José Sarney não era José Sarney. Ficou. Ele nasceu José Ribamar Ferreira de Araújo Costa. Diz, a história maranhense, que ele, filho de pai com primeiro nome Sarney, passou a ser chamado de “Zé do Sarney”, ou seja, José, filho de Sarney. E mais: conta a lenda do Maranhão que o Sarney pai também não era Sarney, mas apenas Ney, funcionário de empresa inglesa. E que os ingleses do chamara de Sir Ney. Daí, passou a Sarney. E o fato é que desde 1965 o “Zé do Sarney” adotou, oficialmente, o nome de José Sarney Costa e aí ainda está. Ou por enquanto.

Agora, chega a um triste fim a história de José Ribamar, que ocupa o palco político brasileiro desde 1954, quando de sua primeira presença na Câmara Federal como suplente. A carreira foi fulgurante, marcada por uma estrela da boa sorte e, em especial, por um senso de oportunismo político admirável. Pois Sarney sempre soube estar no lugar certo na hora certa, oferecendo-se como o homem certo. Um de seus dons determinantes, na vida pessoal e na carreira, foi a fidalguia, um cavalheiro nos gestos, nas atitudes, na fala. E, talvez por isso mesmo, uma esfinge.

Ora, ninguém, saindo de um lugar politicamente pouco representativo como o Maranhão – apesar de ser um Estado de marcante presença histórica, com cultura privilegiada no passado – chega à Presidência da República, tornando-se três vezes também presidente do Senado, por simples coincidência ou sorte. À sua maneira e a seu estilo, Sarney foi um líder e, insisto, sabendo tornar-se o homem certo, ou necessário, na hora certa e no lugar certo. De líder dos militares, Sarney se transformou, com sua guinada para a eleição de Tancredo Neves, numa das peças fundamentais para a redemocratização do Brasil. E chegou, ainda levado pela “fortuna” a que Maquiavel se referia, à presidência da República, com a morte inesperada de Tancredo Neves.

Na verdade, Sarney nada governou. Foi o PMDB, liderado por Ulisses Guimarães, quem deu as cartas, quem planejou, quem executou e que, ao final – e diante do fracasso do plano econômico, diante da corrupção tão galopante quanto a inflação – abandonou Sarney à sua própria sorte. Ou há quem se esqueça de que Fernando Collor se elegeu como cavaleiro andante enfrentando a corrupção e os desmandos daquele período de Sarney?

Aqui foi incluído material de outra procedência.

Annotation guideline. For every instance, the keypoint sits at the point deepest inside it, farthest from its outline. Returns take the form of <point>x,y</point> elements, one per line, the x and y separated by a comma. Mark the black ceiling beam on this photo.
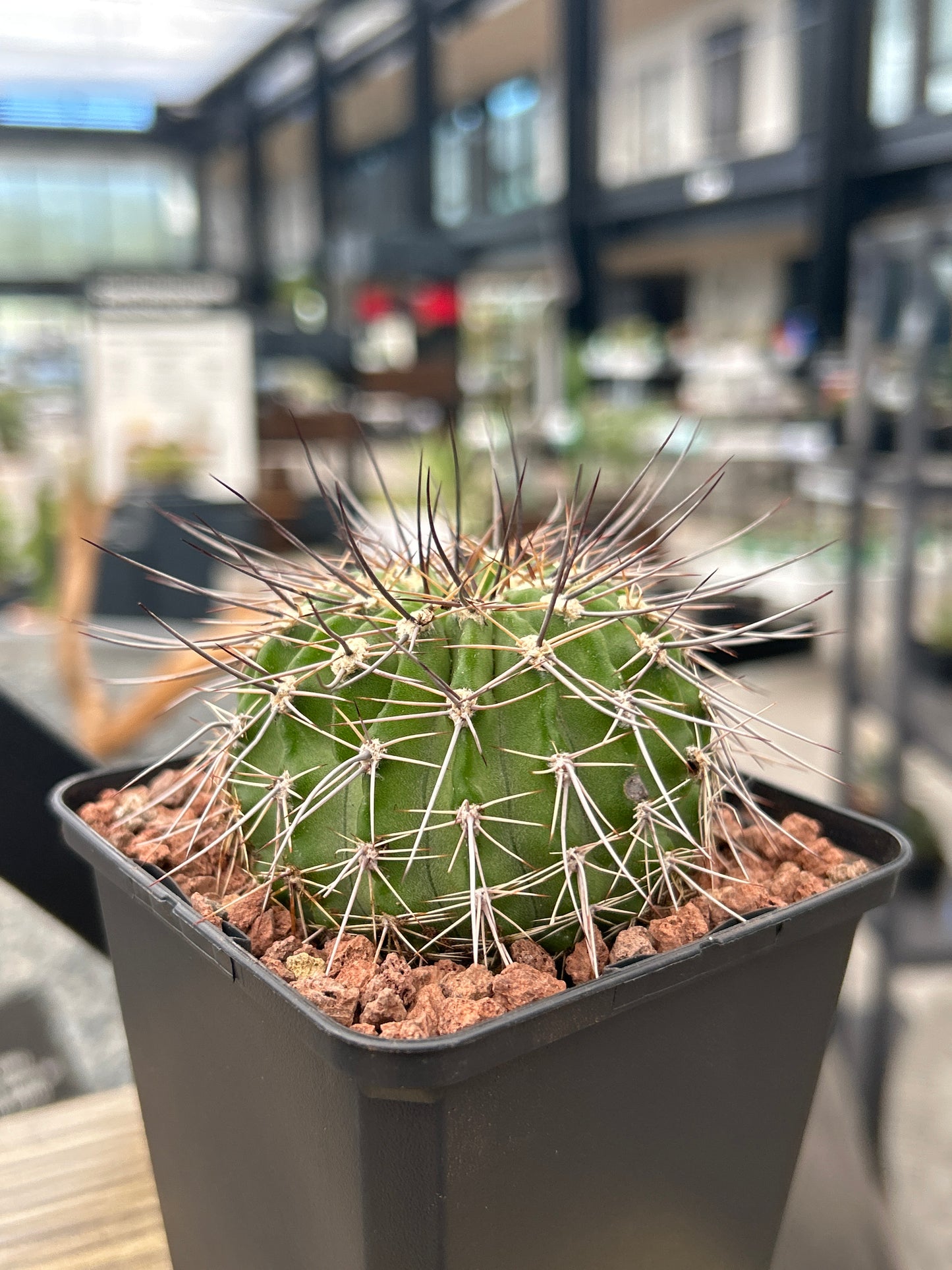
<point>842,86</point>
<point>580,57</point>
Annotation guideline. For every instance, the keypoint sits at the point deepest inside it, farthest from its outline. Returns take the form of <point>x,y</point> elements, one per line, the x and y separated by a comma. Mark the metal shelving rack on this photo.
<point>913,930</point>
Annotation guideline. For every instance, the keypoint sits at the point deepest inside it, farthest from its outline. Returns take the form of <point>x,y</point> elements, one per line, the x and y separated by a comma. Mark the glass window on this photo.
<point>225,210</point>
<point>511,145</point>
<point>459,152</point>
<point>498,156</point>
<point>293,229</point>
<point>893,63</point>
<point>654,116</point>
<point>65,215</point>
<point>938,82</point>
<point>725,88</point>
<point>372,192</point>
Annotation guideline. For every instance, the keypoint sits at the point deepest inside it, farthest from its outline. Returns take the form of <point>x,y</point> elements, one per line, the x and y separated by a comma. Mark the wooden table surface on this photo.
<point>76,1189</point>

Esse homem – que chega ao fim de carreira envolvido por tantas denúncias, por tantos escândalos – não passou, na verdade, de um coronel mais refinado, que fez, do silêncio e do estilo moderado pessoal, instrumentos a seu serviço. Pois Sarney foi o primeiro a desmoralizar o sistema de representação política da democracia brasileira quando, sendo maranhense visceral, se candidatou a senador pelo Amapá, elegendo-se. Era o pajé da tribo, o chefe do clã. Seus tentáculos suaves, mas poderosos, estenderam-se por todo o Norte e Nordeste, em aliança com Antônio Carlos Magalhães e outros líderes nordestinos. A presença de Sarney e familiares fincou raízes, a ponto de ter desejado que sua filha Roseane se elegesse presidente da República. Eles quis tornar o Brasil no feudo em que ele transformou o Maranhão, onde a filha volta a ser governadora, apesar de suas enfermidades intermitentes e, ao que parece, insanáveis. E, para glorificar-se ainda mais, conquistou a imortalidade banal da Academia Brasileira de Letras e fez sua pirâmide num Convento secular do Maranhão, onde, ilegalmente como já se pronunciou a Justiça, instalou a fundação que tenta eternizar-lhe o nome.

Getúlio Vargas se suicidou ao primeiro sinal do mar de lama que tinha sob os pés, algo que, diante do que ocorre hoje, é brincadeira de criança. Sarney resiste, sustentado por outros iguais, como Renan Calheiros, Fernando Collor, a tropa de choque que passou a sustentar também o governo de Lula. Ora, os deuses, quando querem destruir os homens, começam por cegá-los pela vaidade. José Sarney, não fosse a vaidade de ser presidente do Senado pela terceira vez, talvez estivesse sendo, hoje, reverenciado por suas posturas cavalheirescas que tentaram ocultar-lhe as mazelas políticas. Foram, as posturas, como a peneira querendo tapar o Sol da corrupção. Zé do Sarney, o Zé Ribamar, José Sarney da Costa chega ao fim humilhado, desprezado, novamente vaiado pela nação brasileira.

Que sejam, estes, os grandes sinais dos céus de que algo novo começa a acontecer neste país, tentando, ainda outra vez, varrer a corrupção. Essa avalancha de indignação irá, inevitavelmente, atingir os municípios. Pois indignação coletiva é contagiosa. Aguardemos. Bom dia.